本論文は、超伝導体(SC)ストリップとフェリ磁性体(FM)層からなるハイブリッド構造における、調整可能なマグノン結晶の実現について論じています。
マグノン結晶(MC)は、空間的に周期的に変化する磁気パラメータを持つ人工磁性材料です。MCは、スピン波(SW)の分散関係を調整し、その局在化と伝播に影響を与えることができるため、マグノニクス分野において大きな注目を集めています。従来のMCは、磁性材料のパターン化によって作製されてきましたが、本論文では、外部磁場に応答してSCストリップに発生する渦電流を利用して、均一な磁性層にMCを誘起する新しいアプローチを提案しています。
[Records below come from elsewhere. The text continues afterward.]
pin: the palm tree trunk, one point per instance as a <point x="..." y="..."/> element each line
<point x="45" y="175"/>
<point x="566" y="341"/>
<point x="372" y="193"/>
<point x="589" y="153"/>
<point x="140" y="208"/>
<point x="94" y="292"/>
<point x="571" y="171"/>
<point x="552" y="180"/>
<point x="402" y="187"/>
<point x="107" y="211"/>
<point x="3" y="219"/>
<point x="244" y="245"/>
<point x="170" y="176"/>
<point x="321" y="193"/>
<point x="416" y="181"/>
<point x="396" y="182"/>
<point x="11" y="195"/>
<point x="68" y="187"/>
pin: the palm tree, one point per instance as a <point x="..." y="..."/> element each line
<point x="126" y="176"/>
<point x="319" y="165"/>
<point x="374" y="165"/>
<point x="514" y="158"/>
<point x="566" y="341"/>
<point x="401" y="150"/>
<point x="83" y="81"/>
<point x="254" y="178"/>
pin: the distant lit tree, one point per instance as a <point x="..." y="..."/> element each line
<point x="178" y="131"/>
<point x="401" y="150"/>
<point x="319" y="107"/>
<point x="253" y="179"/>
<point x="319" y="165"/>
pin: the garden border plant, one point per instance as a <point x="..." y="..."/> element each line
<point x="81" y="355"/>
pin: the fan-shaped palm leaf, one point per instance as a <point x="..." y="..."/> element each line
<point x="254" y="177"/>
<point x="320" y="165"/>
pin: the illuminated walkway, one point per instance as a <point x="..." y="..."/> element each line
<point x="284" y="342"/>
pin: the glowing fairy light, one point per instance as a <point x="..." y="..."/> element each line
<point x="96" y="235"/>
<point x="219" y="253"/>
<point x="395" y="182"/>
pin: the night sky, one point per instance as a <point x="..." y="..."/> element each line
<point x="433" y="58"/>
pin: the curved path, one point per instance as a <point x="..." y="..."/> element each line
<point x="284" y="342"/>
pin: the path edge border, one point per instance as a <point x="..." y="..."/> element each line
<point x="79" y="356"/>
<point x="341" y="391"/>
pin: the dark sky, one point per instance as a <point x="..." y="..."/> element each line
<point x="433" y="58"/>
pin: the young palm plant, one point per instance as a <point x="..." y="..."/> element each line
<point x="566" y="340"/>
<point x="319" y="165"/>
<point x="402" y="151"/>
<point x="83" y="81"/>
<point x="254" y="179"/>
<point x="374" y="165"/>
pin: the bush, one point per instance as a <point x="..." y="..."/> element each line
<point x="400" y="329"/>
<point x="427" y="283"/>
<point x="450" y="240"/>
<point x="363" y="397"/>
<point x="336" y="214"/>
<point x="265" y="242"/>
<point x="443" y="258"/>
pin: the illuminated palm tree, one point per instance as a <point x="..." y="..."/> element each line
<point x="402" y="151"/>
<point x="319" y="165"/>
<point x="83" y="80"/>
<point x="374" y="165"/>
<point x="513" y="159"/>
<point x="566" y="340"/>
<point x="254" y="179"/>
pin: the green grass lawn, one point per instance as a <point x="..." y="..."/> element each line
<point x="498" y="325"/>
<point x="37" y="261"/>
提案された構造は、ガリウムドープイットリウム鉄ガーネット(Ga:YIG)FM膜と、マイスナー状態にあるニオブ(Nb)SCストリップのシーケンスで構成されています。SCとFMのサブシステムは、10 nmの非磁性スペーサーによって電気的に絶縁されています。外部磁場を膜面に垂直に印加すると、マイスナー効果によりSCストリップに渦電流が発生し、FM層内に周期的な磁場プロファイルが誘起されます。この周期的な磁場プロファイルが、均一なFM層を一次元MCに変換する役割を果たします。
論文では、SCストリップによって生成される磁場プロファイルと、FM層におけるSWスペクトルを、半解析計算と有限要素法(FEM)計算を用いて解析しています。その結果、SCストリップ間の距離や外部磁場の強度を調整することで、MCの特性、すなわちSWスペクトルのバンドギャップの幅や位置を制御できることが明らかになりました。
本研究は、オンデマンドでMCを誘起し、その特性を外部磁場によって制御できることを示しています。この新しいアプローチは、再構成可能なマグノニクスデバイスや回路の実現に向けて、新たな道を切り開く可能性を秘めています。